La carcasa de los relojes más caros del mundo es de cristal, para que podamos extasiarnos ante su complejidad mecánica. Además de dar la hora, enseñan el truco gracias al que son capaces de darla. La maquinaria de los relojes no es bella porque el relojero lo haya pretendido. Su belleza es un efecto secundario de su eficacia. El constructor de ese ingenio buscaba eficacia y economía, lo mismo que el del motor de un coche. Que las tripas funcionen y que ocupen poco espacio. La sorpresa es que al abrir el capó del automóvil o la caja del reloj nos encontramos con una escultura bellísima. Se lo digo a mis alumnos de escritura creativa: Si vuestra escritura es económica y eficaz, será necesariamente bella. La belleza, en cualquiera de los ámbitos en los que nos movamos, es siempre un «daño colateral».

Ayer, paseando por el parque, me sorprendió el porte de una mujer que caminaba con un perro grande. El conjunto llamaba la atención porque parecía haberse colado en nuestra instancia desde otra que, siendo parecida, brillaba más. La mujer y el perro grande pertenecían, por así decido, no a mi parque, sino a una versión platónica de mi parque. Ella vestía un abrigo de lana dotado de una hermosa capucha y, a juego, unas botas marrones que le llegaban hasta las rodillas. Iba muy arreglada para la hora (las nueve de la mañana) y su melena, muy cuidada, le llegaba hasta los hombros. El animal y la mujer se movían al mismo ritmo, como si ambos llevaran los compases de una música que procedía también de una dimensión diferente.

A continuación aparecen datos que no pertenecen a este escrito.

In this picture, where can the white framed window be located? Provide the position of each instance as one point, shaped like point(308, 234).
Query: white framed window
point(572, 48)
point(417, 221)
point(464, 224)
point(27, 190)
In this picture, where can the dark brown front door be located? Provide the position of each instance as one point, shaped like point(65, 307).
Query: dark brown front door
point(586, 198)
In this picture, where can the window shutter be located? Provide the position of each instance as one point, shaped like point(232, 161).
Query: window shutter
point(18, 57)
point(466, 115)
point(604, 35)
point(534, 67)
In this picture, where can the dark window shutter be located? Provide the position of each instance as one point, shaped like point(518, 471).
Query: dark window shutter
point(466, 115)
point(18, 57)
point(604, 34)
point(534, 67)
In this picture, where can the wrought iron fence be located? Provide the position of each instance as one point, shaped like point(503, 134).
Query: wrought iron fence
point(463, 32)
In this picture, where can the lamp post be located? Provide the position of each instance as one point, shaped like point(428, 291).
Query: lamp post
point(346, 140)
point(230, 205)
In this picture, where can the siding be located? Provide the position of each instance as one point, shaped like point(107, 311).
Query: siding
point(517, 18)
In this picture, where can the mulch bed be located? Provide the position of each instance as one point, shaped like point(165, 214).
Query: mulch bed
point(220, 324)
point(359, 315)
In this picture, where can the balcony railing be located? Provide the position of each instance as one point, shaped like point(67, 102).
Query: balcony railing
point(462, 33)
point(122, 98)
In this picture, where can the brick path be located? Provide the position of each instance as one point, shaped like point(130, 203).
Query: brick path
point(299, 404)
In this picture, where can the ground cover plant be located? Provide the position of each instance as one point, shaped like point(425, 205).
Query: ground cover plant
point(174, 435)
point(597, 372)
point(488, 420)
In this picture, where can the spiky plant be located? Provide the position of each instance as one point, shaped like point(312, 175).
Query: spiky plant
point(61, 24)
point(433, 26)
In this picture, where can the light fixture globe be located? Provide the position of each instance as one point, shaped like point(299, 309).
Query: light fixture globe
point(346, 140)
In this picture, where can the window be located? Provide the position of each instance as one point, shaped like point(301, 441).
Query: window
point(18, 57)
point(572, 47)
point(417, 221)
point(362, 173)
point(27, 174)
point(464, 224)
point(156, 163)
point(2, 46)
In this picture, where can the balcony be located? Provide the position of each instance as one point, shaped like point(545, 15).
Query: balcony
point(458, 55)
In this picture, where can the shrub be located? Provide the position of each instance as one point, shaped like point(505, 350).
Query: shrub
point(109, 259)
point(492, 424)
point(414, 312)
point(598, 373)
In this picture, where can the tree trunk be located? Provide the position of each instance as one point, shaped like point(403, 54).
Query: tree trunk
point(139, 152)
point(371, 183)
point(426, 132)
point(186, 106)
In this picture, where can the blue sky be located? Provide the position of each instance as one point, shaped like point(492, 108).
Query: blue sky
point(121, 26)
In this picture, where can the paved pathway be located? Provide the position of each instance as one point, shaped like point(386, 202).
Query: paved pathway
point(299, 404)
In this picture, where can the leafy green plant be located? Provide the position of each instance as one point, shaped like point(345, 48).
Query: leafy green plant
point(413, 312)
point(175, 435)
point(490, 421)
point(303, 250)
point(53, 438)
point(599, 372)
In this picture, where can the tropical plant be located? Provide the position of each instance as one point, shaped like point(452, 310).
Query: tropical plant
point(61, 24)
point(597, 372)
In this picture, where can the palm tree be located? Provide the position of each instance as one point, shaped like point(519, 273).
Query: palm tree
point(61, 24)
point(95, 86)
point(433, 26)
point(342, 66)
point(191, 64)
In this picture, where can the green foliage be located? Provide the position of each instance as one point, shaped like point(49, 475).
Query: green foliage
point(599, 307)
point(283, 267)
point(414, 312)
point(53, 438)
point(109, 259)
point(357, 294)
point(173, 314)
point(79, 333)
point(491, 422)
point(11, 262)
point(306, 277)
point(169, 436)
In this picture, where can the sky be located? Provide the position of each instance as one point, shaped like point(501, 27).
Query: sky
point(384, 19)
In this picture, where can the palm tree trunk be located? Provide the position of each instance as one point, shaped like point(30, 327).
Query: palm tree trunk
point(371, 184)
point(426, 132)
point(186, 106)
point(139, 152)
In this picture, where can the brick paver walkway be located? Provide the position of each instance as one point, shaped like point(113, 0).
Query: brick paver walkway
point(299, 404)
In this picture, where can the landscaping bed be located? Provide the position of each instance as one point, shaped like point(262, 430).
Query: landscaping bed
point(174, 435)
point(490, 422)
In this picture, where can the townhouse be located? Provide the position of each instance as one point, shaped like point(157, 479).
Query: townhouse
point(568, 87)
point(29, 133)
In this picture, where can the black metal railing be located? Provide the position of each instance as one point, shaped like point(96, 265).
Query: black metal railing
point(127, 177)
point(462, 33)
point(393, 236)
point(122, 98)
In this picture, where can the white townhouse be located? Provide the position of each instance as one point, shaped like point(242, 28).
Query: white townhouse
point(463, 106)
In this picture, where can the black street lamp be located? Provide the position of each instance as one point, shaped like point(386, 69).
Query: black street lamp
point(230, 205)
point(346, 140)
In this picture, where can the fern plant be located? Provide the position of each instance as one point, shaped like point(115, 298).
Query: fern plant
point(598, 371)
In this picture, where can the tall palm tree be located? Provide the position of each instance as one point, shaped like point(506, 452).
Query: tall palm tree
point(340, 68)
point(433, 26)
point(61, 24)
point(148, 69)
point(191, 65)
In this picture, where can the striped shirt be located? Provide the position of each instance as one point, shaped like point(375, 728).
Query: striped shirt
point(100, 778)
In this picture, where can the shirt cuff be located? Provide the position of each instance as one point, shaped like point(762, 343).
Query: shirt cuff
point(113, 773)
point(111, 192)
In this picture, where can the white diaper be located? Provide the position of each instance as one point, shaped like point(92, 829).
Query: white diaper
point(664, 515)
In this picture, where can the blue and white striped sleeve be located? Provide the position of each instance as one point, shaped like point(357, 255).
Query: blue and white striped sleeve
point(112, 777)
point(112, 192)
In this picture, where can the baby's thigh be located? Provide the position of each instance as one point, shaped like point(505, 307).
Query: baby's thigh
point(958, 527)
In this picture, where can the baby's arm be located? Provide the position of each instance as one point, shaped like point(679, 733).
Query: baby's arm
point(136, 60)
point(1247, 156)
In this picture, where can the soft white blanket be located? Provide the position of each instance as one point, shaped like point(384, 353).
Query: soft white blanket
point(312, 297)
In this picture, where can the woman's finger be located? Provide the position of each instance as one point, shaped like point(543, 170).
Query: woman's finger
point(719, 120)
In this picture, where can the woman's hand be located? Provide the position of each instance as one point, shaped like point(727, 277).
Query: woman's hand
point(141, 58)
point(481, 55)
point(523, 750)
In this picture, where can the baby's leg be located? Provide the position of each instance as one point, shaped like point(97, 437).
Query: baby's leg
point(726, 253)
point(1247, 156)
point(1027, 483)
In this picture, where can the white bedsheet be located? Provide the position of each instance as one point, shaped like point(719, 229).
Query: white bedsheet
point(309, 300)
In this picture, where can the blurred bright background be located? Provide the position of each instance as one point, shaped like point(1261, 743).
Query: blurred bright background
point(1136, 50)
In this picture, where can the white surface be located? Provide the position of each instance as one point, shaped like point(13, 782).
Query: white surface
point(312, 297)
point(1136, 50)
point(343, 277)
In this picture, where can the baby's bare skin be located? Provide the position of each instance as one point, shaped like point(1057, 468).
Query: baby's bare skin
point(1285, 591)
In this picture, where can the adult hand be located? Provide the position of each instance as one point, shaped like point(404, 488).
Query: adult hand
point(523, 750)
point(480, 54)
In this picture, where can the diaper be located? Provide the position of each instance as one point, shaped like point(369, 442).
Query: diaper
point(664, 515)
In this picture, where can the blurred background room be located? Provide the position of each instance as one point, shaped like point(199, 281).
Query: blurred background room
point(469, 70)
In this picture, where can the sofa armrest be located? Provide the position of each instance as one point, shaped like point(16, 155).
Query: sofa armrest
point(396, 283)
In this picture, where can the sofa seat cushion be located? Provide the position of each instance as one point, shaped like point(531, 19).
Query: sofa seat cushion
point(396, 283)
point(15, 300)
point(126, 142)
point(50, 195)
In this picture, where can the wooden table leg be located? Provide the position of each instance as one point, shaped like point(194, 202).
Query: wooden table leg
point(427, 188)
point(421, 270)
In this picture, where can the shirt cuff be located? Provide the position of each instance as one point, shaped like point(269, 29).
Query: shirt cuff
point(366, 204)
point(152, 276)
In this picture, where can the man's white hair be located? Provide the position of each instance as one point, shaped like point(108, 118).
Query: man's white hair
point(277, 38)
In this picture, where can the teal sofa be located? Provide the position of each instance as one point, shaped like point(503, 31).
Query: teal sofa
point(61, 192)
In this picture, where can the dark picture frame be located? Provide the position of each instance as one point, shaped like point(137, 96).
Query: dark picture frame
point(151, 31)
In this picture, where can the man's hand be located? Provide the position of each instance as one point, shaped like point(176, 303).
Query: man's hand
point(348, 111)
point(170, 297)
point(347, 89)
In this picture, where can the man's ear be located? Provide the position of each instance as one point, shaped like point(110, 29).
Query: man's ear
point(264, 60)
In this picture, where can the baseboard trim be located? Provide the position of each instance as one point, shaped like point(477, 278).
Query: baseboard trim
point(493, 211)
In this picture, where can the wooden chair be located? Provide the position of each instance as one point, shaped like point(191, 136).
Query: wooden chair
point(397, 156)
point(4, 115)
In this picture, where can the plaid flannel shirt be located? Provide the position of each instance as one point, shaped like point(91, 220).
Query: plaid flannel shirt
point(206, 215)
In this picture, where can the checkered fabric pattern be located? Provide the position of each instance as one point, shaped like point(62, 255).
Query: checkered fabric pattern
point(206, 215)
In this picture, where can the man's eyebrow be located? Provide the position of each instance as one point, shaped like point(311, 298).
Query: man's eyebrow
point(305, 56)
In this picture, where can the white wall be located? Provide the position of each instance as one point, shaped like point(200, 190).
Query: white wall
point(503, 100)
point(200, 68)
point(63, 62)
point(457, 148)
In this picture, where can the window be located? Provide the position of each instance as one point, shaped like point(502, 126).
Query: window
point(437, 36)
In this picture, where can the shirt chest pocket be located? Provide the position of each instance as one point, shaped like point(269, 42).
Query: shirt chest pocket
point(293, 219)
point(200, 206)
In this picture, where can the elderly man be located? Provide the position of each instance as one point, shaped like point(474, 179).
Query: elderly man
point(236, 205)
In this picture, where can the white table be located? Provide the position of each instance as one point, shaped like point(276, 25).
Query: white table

Comencé a seguirlos porque caminar detrás de aquella pareja era como construir un relato. Un relato que se deshacía al tiempo de hacerse. Se hacía por delante y se deshacía por detrás. Había en el parque una niebla de puré de guisantes, de modo que la mujer y el perro aparecían y desaparecían de mi vista como un par de fantasmas. En esto, entramos en una especie de burbuja y me fue dado ver al perro y a la mujer como si ambos tuvieran la carcasa de cristal. Les veía los pulmones y el estómago y los intestinos, que latían como el interior de un reloj, como el motor de un coche automático encendido. Economía y eficacia, me dije. Y en ese instante cesó la alucinación.